Indonesia police kill 2 suspected Jemaah Islamiyah militants

JAKARTA, Indonesia (AP) – Indonesia’s counterterrorism police squad fatally shot two men suspected of ties to Jemaah Islamiyah, an al-Qaida-linked group blamed for a string of past bombings, police said Thursday.

The two men, identified only by their initials, BA and ZK, were killed Wednesday in a shootout with police during a raid in Lampung, a province at the southern tip of Sumatra island, said Aswin Siregar, the spokesperson of the squad, known as Densus 88. An officer was seriously injured in the shootout and was hospitalized, he said.

Siregar said at a news conference that the raid was part of a broader nationwide crackdown on Jemaah Islamiyah following tips that it is recruiting and training new members. The shadowy network is blamed for attacks in the Philippines and Indonesia, including the 2002 bombings on the Indonesian resort island of Bali that killed 202 people, mostly foreign tourists. The U.S. has designated it a terrorist group.

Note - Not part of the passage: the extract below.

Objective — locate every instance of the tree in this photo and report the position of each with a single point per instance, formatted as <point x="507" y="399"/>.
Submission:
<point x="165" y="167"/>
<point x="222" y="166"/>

Siregar said the two men were also accused of harboring Zulkarnaen, the former military commander of Jemaah Islamiyah who eluded capture for 18 years and was sentenced to 15 years in prison last year after being found guilty of hiding information about the 2002 Bali bombings from authorities.

He said the men also harbored another key Jemaah Islamiyah member, bomb maker Upik Lawanga, who eluded capture for 16 years and was sentenced to life in prison last year for making bombs used in a 2005 market attack in Poso that killed 22 people, mostly Christians.

Police also arrested four other members of Jemaah Islamiyah in a separate raid in Lampung on Tuesday and seized an M-16 rifle, several handmade guns and machetes, Siregar said.

“We are still searching for other suspected members,” he said.

An Indonesian court banned the militant network in 2008, and a sustained crackdown by security forces with support from the U.S. and Australia has weakened it.

Militant attacks on foreigners in Indonesia have been largely replaced in the past decade by smaller, less deadly strikes targeting the government, mainly police and security forces, inspired by Islamic State group tactics abroad.

Indonesian police have been criticized for shooting suspects rather than arresting them. Authorities say they are forced to defend themselves.